Varonis (VRNS): Trading at $48.98, down 1.47%, as the stock pulls back slightly after recent gains. Analyst sentiment remains moderately bullish, with an average price target near $55.
Okta (OKTA): Trading at $99.42, up 0.39%, showing resilience following a strong Q1 earnings report in late May. Analysts maintain a consensus target around $121.
CrowdStrike (CRWD): Trading at $476.30, down 1.80%, continuing a mild retreat after recent highs. Long-term growth prospects remain strong, supported by analyst confidence.
Palo Alto Networks (PANW): Trading at $199.24, down 0.26%, easing slightly amid a broader tech slowdown. Momentum remains positive thanks to its expanding AI-driven security portfolio.
Qualys (QLYS): Trading at $135.73, down 1.11%, pulling back after a recent rally. Despite the dip, technical indicators remain favorable following strong Q1 results.

💡 Cyber Tip

Watch Out as SparkKitty Spyware Steals Photos to Hunt Crypto Keys

A stealthy new spyware campaign known as SparkKitty has been discovered hiding inside malicious apps on both the Apple App Store and Google Play.
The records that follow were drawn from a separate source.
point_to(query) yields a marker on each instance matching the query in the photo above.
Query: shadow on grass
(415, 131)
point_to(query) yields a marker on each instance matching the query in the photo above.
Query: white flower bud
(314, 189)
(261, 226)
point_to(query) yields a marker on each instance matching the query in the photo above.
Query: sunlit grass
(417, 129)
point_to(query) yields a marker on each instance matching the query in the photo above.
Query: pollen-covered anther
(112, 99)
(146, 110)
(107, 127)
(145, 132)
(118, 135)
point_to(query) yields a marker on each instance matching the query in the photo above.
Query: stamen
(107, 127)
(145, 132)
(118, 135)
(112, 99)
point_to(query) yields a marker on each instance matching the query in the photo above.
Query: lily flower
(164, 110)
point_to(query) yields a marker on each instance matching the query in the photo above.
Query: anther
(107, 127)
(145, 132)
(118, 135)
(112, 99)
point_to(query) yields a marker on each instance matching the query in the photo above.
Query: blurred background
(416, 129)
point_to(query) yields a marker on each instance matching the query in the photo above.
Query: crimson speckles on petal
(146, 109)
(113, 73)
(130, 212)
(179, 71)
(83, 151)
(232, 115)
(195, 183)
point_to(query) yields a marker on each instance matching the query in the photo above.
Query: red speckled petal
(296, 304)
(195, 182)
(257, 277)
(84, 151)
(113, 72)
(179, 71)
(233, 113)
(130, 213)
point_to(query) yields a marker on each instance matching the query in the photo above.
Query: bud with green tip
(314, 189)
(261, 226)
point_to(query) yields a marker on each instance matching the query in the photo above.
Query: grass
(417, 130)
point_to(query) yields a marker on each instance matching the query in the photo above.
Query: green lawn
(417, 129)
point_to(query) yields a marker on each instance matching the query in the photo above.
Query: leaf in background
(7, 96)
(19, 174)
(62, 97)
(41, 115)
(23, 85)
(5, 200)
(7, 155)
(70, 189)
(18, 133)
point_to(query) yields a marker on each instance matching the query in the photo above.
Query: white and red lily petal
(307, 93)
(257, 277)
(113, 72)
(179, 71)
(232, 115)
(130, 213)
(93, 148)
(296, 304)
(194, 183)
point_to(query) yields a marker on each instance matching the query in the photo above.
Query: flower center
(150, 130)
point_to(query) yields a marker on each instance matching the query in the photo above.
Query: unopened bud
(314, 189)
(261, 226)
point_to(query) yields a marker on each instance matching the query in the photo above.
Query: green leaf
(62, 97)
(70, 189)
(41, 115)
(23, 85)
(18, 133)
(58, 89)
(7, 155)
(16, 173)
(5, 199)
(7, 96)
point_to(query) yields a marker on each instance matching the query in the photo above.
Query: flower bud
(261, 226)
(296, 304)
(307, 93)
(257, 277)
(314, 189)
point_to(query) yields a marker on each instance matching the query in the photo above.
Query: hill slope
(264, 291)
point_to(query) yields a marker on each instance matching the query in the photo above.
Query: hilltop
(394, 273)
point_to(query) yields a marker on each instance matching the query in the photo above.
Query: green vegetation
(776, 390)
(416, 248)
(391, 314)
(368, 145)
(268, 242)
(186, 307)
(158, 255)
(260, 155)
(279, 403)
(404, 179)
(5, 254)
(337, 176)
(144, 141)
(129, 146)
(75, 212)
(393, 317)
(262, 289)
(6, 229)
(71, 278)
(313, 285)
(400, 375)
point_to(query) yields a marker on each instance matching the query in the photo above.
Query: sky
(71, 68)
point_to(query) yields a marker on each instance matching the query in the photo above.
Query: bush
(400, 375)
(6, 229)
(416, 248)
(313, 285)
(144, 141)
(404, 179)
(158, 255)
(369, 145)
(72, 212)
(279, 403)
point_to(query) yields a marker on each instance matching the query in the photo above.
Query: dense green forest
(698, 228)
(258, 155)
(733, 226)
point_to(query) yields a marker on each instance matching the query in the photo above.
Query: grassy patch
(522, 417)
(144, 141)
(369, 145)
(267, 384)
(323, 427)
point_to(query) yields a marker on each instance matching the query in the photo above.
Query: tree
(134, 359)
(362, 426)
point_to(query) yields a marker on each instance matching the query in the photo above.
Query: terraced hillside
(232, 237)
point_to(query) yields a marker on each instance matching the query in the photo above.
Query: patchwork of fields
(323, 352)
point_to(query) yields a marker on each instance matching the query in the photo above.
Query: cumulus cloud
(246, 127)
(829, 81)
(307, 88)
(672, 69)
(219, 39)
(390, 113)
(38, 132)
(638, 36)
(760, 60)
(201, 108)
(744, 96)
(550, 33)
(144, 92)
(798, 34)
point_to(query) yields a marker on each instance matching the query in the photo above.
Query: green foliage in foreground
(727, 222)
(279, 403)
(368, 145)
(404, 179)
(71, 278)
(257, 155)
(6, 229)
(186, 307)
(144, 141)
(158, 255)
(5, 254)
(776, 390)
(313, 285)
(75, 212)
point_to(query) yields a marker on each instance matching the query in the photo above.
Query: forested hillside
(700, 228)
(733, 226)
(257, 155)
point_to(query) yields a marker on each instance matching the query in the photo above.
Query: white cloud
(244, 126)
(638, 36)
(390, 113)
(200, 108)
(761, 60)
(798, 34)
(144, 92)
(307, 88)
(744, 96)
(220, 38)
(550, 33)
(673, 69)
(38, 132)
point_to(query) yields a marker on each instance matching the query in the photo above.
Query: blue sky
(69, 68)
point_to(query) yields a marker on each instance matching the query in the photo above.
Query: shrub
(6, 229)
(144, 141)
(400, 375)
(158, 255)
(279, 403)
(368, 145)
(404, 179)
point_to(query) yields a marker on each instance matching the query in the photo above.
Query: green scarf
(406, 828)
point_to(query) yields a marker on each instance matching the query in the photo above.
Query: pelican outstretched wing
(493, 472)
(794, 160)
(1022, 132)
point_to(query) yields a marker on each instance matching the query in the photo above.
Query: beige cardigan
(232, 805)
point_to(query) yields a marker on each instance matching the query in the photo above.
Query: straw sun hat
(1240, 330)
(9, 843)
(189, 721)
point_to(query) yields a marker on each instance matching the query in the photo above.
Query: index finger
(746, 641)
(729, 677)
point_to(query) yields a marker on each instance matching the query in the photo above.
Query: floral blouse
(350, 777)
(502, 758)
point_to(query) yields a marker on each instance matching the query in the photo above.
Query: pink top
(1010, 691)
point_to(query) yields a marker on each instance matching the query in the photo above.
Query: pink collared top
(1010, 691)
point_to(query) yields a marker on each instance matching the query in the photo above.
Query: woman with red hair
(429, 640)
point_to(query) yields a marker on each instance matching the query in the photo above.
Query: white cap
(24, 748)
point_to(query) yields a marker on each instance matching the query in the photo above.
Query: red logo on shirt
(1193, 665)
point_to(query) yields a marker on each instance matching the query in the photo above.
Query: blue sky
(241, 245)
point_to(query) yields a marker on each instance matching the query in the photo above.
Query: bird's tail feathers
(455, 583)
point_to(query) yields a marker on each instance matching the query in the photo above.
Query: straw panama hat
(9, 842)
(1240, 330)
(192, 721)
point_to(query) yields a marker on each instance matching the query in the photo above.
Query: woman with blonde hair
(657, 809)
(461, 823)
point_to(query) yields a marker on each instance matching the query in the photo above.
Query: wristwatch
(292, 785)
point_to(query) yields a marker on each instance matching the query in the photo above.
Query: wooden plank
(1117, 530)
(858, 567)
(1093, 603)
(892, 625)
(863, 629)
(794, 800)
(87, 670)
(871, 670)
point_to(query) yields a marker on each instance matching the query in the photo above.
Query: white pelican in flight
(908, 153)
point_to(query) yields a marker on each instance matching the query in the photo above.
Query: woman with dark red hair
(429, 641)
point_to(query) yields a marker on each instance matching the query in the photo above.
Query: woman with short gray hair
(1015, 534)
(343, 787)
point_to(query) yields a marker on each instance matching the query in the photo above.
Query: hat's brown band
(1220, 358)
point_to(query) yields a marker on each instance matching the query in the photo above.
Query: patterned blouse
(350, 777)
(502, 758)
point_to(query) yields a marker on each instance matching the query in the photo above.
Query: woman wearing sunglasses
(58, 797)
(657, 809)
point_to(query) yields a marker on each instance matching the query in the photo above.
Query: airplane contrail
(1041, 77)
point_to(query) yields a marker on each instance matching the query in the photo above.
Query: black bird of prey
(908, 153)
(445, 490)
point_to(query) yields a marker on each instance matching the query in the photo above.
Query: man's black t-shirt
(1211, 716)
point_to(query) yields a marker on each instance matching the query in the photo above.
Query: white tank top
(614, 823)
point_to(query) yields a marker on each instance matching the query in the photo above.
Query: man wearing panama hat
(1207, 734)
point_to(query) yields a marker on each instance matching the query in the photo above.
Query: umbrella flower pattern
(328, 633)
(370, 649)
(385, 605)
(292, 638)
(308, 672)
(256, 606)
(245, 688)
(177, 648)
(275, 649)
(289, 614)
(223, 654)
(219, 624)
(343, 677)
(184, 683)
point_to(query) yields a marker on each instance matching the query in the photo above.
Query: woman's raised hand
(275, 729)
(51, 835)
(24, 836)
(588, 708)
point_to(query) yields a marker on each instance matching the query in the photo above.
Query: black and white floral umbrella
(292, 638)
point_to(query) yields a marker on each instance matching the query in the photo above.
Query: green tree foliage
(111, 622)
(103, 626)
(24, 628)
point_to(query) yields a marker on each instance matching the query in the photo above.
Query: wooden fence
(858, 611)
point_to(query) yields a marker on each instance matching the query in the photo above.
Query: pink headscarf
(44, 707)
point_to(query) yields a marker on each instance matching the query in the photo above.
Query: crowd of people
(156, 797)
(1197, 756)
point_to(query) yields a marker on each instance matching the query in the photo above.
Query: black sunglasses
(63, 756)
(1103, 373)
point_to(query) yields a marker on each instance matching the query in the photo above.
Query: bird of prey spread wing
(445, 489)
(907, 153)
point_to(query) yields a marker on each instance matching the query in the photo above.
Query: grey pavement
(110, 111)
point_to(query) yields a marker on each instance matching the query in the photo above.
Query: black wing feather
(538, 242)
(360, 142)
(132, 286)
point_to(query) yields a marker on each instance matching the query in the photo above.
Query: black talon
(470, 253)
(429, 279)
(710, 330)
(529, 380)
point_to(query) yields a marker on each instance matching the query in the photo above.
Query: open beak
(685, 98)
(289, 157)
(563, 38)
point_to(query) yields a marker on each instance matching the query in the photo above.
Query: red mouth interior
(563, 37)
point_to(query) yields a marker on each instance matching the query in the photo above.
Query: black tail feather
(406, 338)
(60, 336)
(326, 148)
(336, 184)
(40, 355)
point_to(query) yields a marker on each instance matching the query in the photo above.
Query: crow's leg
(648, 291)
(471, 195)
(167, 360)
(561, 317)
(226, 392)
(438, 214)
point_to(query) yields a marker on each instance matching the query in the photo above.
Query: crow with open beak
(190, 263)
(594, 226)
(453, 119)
Once installed, the malware silently uploads your entire photo gallery in search of sensitive information, particularly cryptocurrency wallet seed phrases captured in screenshots or stored images.Unlike earlier malware, SparkKitty targets both iOS and Android devices through region-specific apps, often disguised as games or modified versions of popular social media platforms.

✅ What you should do:

Delete apps you no longer use, especially those not developed by trusted or well-known publishers.
Avoid sideloading apps or installing modded versions of legitimate applications.
Regularly review app permissions, especially those with access to your photos or file storage.
Use your device’s security settings to limit which apps can access your photo gallery.
Install a reputable mobile security app that can detect spyware, even if it's distributed through official app stores.

🔒 Why this matters:

SparkKitty shows that even trusted app stores can host dangerous spyware. Once your photos are stolen, attackers may extract highly sensitive information, such as financial details, without your knowledge. In today’s threat landscape, securing your photo gallery is just as important as protecting your passwords.